Cronaca

Rubato il terzo menhir, l’ombra del mercato nero e dell’archeomafia

SUPERSANO (di Tiziana Colluto) – Non solo Surbo, non solo Cannole: è stato trafugato il terzo Menhir, portato via dalle campagne del Salento, a Supersano. L’ombra del mercato nero si allunga sui furti delle sacre pietre messapiche.  Stavolta, però, c’è qualche indizio in più utile agli inquirenti: sabato 28 novembre, intorno alle ore 15, una Fiat Punto bianca (prima serie) tre porte, è stata avvistata da un gruppo di ciclisti nei pressi proprio del Menhir “Sombrino”: dal cofano semichiuso dell’auto sporgeva una pietra.
Poco più avanti, sono stati gli stessi escursionisti ad accorgersi che quel monolite era probabilmente quello mancante dal luogo in cui è sempre stato: al suo posto, solo una buca e un terriccio mosso di recente sul manto erboso.
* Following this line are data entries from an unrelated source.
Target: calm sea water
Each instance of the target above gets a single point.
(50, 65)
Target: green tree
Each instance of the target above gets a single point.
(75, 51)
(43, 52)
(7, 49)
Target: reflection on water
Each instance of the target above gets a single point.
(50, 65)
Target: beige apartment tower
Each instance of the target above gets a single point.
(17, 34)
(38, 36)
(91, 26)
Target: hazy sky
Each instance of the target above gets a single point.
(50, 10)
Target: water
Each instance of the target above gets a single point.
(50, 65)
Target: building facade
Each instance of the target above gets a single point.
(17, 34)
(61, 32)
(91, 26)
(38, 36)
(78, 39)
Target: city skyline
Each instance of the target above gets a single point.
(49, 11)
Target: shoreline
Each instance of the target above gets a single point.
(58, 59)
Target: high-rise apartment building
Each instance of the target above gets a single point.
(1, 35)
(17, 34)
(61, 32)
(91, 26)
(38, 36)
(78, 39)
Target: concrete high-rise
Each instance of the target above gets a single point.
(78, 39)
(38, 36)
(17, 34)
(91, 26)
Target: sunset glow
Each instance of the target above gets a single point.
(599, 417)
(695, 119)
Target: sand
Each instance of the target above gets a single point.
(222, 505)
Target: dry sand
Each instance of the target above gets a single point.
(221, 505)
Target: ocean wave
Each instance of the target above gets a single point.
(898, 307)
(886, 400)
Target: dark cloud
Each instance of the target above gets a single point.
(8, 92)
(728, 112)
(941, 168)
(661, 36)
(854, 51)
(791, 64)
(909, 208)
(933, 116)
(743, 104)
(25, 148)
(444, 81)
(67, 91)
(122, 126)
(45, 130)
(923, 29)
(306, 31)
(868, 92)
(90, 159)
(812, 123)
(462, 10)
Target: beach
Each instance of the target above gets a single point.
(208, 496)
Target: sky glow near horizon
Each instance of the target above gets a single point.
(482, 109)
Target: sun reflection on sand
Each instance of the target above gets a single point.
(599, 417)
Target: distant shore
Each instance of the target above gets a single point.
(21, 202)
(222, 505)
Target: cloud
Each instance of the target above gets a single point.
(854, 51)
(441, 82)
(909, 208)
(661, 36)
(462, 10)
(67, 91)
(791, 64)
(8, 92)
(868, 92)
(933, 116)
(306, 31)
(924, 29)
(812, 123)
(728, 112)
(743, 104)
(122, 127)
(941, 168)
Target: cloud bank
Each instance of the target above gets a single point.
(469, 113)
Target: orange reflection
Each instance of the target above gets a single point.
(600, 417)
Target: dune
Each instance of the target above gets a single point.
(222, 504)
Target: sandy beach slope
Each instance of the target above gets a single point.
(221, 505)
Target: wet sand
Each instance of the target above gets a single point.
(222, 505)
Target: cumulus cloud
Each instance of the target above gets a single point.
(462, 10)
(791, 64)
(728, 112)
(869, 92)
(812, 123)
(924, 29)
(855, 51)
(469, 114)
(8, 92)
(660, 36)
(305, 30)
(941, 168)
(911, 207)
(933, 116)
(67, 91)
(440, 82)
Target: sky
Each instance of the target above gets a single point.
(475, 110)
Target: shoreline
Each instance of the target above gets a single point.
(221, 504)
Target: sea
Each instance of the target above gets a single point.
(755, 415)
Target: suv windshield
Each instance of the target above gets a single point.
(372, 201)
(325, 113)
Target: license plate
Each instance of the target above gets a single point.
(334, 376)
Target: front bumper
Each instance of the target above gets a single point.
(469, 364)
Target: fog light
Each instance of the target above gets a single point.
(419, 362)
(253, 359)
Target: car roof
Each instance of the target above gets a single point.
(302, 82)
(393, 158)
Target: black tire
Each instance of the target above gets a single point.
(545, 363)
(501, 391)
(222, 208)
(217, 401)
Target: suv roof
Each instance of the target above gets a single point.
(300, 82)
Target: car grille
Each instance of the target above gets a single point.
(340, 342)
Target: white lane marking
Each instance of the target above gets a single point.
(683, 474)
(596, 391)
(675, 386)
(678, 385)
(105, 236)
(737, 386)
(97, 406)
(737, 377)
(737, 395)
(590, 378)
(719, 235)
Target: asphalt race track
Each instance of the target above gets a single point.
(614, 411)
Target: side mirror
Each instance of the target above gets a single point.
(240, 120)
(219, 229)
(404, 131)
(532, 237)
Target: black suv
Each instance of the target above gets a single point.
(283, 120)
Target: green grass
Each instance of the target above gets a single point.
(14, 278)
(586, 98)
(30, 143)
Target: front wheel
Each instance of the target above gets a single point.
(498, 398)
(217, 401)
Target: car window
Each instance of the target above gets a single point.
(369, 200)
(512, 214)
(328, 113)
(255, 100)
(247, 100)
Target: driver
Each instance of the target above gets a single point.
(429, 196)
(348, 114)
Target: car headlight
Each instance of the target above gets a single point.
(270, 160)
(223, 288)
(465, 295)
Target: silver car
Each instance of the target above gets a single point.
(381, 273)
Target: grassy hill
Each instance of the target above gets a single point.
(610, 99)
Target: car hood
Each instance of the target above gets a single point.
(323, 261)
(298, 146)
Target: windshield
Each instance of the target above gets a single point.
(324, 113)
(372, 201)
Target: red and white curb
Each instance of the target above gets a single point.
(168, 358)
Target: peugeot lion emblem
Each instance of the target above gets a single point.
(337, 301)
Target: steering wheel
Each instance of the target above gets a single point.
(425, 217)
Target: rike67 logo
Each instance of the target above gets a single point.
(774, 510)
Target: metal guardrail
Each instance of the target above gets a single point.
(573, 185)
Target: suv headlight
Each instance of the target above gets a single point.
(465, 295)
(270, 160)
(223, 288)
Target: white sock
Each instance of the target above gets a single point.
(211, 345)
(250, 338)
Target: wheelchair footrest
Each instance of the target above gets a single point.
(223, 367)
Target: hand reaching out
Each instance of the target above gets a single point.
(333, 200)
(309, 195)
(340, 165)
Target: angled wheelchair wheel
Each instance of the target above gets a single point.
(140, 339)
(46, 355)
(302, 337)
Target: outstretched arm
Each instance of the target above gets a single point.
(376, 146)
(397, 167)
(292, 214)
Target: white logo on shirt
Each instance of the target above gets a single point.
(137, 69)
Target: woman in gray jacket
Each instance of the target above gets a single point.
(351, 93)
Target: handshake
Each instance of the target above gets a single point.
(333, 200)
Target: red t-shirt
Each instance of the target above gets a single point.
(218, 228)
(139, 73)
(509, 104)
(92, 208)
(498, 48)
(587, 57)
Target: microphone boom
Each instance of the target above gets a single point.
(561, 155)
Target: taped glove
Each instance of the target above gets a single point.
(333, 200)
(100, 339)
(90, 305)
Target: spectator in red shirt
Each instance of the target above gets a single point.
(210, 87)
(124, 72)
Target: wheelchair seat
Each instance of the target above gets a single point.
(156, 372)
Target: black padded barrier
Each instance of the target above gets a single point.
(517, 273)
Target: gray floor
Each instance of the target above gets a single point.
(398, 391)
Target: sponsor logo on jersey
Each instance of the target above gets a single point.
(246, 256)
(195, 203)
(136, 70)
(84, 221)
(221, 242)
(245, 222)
La Rete Civica di Tutela del Patrimonio Storico ed Archeologico ha inviato da subito segnalazioni al Comando Carabinieri Tutela Patrimonio Culturale di Bari, ai militari della Compagnia di Casarano, alla Soprintendenza ai Beni Architettonici di Lecce e al sindaco di Supersano. Utili alle indagini saranno i filmati delle telecamere di videosorveglianza installate in diversi punti di quella contrada.

“Un Menhir non rappresenta più nulla se anche solo mosso di pochi metri – spiega Rudy Miggiano, vicepresidente della Rete -. Quei monoliti sono a testimoniare un volere antico, un segno di eternità, di profondo rispetto per la Madre Terra. Disinnescare millenni di storia con una pala in mano è pura idiozia”.
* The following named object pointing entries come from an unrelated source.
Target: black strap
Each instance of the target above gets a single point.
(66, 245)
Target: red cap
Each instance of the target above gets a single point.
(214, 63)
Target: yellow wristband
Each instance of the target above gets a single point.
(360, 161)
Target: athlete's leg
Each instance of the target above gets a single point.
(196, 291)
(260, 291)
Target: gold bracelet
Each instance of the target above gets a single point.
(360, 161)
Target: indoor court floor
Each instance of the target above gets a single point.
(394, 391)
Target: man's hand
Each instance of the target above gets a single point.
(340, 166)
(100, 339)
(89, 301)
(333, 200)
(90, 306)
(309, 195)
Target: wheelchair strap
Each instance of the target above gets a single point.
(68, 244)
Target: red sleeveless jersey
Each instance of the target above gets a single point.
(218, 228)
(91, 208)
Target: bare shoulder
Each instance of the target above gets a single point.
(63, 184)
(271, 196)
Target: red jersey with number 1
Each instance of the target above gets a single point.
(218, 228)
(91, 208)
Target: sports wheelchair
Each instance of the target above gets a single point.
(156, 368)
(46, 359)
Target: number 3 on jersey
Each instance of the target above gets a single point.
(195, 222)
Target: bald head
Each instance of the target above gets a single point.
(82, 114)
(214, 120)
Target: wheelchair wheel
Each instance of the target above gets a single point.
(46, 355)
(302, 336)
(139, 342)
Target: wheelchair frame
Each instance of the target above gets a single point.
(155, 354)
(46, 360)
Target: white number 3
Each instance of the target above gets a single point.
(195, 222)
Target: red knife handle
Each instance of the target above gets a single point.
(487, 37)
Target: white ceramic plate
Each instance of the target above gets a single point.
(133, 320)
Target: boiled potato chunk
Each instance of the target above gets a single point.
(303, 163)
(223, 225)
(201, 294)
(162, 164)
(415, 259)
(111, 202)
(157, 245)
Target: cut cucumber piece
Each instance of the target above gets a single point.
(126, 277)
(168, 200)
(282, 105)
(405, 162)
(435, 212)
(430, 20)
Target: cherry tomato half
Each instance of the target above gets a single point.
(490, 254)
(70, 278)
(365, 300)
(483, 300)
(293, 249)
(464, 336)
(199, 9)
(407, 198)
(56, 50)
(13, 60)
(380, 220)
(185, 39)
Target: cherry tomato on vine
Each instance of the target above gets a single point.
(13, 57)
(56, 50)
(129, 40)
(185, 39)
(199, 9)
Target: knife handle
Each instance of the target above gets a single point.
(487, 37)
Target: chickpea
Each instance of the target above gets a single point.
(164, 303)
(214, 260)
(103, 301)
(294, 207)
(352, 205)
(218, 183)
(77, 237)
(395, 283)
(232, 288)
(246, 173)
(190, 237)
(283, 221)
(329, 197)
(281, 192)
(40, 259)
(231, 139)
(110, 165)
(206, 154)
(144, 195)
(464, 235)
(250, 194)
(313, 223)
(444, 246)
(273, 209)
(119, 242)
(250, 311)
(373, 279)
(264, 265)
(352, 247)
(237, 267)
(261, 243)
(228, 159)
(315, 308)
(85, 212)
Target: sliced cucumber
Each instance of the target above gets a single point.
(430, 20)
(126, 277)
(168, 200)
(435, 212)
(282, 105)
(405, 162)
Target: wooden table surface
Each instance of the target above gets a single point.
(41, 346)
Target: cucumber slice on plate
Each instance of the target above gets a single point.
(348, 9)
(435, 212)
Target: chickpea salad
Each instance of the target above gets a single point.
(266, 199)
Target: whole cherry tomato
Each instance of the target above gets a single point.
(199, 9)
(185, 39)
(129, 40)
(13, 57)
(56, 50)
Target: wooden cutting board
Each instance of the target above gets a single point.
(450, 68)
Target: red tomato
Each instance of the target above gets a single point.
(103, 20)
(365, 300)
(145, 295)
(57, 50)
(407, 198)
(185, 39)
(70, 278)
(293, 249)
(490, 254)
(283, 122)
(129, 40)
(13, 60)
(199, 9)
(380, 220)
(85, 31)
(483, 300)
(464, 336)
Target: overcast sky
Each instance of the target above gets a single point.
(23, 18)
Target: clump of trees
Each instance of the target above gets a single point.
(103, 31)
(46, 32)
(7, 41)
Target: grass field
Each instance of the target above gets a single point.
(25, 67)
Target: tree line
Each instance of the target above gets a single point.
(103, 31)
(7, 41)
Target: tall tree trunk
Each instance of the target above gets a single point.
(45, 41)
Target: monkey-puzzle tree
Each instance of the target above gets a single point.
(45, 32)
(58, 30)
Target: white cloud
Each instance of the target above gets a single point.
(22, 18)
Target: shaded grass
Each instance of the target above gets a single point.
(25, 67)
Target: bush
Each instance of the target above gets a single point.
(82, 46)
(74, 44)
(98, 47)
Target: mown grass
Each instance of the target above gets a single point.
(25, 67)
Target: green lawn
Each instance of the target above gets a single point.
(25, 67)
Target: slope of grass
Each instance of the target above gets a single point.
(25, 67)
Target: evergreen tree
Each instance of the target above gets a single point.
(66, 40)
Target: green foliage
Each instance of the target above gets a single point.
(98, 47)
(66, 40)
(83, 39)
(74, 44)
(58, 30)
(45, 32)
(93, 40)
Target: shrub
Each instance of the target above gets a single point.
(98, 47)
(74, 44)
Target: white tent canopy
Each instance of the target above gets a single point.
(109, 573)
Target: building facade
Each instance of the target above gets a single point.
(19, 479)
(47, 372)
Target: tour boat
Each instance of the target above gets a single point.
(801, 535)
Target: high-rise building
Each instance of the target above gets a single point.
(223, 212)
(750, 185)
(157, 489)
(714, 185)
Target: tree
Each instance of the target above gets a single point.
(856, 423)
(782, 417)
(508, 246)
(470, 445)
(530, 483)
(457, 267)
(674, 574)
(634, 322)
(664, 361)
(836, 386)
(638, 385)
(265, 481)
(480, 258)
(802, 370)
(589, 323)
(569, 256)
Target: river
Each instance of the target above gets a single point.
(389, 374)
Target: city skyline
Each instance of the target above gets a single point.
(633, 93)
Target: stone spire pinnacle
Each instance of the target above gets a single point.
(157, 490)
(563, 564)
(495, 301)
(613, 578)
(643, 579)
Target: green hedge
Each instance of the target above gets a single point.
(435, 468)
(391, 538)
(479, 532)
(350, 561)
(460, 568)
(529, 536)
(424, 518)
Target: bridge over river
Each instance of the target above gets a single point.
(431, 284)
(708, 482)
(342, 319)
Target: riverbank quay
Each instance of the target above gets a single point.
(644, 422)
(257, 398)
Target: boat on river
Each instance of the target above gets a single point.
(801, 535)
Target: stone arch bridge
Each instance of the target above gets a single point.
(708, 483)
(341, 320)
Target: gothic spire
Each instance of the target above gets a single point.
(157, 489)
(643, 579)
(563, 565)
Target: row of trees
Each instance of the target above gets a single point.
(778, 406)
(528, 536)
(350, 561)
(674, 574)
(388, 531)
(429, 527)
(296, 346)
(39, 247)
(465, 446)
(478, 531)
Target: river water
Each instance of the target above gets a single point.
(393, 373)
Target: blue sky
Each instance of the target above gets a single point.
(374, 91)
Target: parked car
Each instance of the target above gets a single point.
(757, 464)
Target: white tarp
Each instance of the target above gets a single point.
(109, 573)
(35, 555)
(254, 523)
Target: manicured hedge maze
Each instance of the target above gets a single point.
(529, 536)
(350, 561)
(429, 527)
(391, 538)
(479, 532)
Il menhir Sombrino, catalogato e censito nel 1993, era posizionato a ridosso di una importante via di passaggio di pellegrini lungo le strade che portavano verso Santa Maria di Leuca e la Terrasanta, non poco distante dalle masseria Macrì, Stanzie, Casale Sombrino. Non sarà stato semplice sradicarlo: era profondamente infisso nel terreno e sporgeva solo per un metro. Riportava numerose croci incise su una delle facce larghe ed un solco profondo sulla sommità. “Un libro da interpretare in un territorio da cui non può mancare e che ora ha perso un testimone importante”, commenta Miggiano.
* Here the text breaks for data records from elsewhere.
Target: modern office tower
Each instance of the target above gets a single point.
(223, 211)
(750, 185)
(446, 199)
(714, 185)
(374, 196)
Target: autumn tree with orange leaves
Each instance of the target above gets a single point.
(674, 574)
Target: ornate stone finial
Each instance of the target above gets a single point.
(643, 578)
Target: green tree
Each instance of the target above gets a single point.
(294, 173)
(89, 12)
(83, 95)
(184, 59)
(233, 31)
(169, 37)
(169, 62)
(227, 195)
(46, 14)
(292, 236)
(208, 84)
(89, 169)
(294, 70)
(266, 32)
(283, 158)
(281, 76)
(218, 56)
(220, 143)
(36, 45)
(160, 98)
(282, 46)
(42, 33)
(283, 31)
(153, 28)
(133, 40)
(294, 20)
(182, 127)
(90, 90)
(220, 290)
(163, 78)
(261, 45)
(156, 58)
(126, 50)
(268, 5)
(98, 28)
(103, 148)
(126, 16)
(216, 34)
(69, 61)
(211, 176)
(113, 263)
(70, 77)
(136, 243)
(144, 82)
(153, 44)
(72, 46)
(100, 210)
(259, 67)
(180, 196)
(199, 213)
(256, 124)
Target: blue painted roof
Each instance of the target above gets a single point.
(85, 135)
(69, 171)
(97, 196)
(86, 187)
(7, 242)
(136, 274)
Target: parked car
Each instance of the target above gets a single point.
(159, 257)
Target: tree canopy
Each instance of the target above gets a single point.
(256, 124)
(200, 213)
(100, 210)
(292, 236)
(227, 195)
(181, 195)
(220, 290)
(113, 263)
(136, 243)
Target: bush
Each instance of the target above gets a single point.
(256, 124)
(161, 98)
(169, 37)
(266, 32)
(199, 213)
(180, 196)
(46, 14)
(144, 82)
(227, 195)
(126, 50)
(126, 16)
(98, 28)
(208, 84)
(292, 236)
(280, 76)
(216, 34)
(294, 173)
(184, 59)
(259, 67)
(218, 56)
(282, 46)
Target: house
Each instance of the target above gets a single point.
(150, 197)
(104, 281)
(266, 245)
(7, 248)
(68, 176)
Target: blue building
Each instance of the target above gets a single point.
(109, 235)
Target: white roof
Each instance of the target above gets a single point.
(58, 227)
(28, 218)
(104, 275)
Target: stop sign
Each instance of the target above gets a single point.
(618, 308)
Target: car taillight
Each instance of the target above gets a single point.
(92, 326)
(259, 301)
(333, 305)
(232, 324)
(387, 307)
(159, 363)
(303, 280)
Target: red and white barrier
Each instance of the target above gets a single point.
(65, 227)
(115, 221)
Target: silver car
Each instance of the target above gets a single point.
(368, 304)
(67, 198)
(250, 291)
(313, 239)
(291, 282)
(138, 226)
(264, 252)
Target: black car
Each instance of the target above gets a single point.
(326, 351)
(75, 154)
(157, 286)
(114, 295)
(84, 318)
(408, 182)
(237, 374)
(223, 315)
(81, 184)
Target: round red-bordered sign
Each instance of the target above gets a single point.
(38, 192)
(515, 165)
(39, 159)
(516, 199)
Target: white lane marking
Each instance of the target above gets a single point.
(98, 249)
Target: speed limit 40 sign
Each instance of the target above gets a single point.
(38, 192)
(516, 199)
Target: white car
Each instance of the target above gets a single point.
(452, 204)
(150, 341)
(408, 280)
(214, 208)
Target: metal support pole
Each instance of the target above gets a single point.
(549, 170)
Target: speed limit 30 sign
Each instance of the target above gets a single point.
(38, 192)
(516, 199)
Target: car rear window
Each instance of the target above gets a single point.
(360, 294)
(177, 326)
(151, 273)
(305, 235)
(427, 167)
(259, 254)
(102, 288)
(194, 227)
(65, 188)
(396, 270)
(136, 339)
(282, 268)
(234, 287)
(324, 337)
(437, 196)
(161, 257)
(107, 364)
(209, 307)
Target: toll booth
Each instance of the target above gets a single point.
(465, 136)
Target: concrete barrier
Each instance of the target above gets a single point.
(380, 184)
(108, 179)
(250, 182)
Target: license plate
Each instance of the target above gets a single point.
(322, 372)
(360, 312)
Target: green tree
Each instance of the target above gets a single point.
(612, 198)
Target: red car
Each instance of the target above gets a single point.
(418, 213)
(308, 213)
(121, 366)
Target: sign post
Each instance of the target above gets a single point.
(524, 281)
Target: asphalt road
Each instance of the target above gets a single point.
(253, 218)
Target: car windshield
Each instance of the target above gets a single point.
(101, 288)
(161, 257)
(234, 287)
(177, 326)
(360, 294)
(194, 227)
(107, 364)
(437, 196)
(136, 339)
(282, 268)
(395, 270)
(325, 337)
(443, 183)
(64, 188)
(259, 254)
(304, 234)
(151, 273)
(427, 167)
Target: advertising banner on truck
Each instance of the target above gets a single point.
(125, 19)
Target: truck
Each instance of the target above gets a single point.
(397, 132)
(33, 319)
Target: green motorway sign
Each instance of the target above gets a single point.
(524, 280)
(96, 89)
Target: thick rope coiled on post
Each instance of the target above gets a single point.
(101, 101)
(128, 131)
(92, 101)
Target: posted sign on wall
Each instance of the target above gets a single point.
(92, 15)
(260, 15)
Ma a chi sono destinate queste pietre arcaiche? Il sospetto è che questi furti alimentino quella che è definita “archeomafia”, il mercato clandestino dei reperti archeologici, che fanno gola ad appassionati di antichità o a chi vuole adornare case e ville. Nel giro di poche settimane, mancano all’appello già tre monoliti, ma sono solo le sparizioni note. Il copione si è ripetuto nelle campagne tra Cannole e Giurdignano, da dove è stato asportato il Menhir Anfiano, oltre che a Surbo, nei pressi della chiesa Madonna di Aurio. Qualcuno si arricchisce di cimeli che in fondo, decontestualizzati, valgono poco. Il territorio intero, però, nel frattempo, diventa più povero.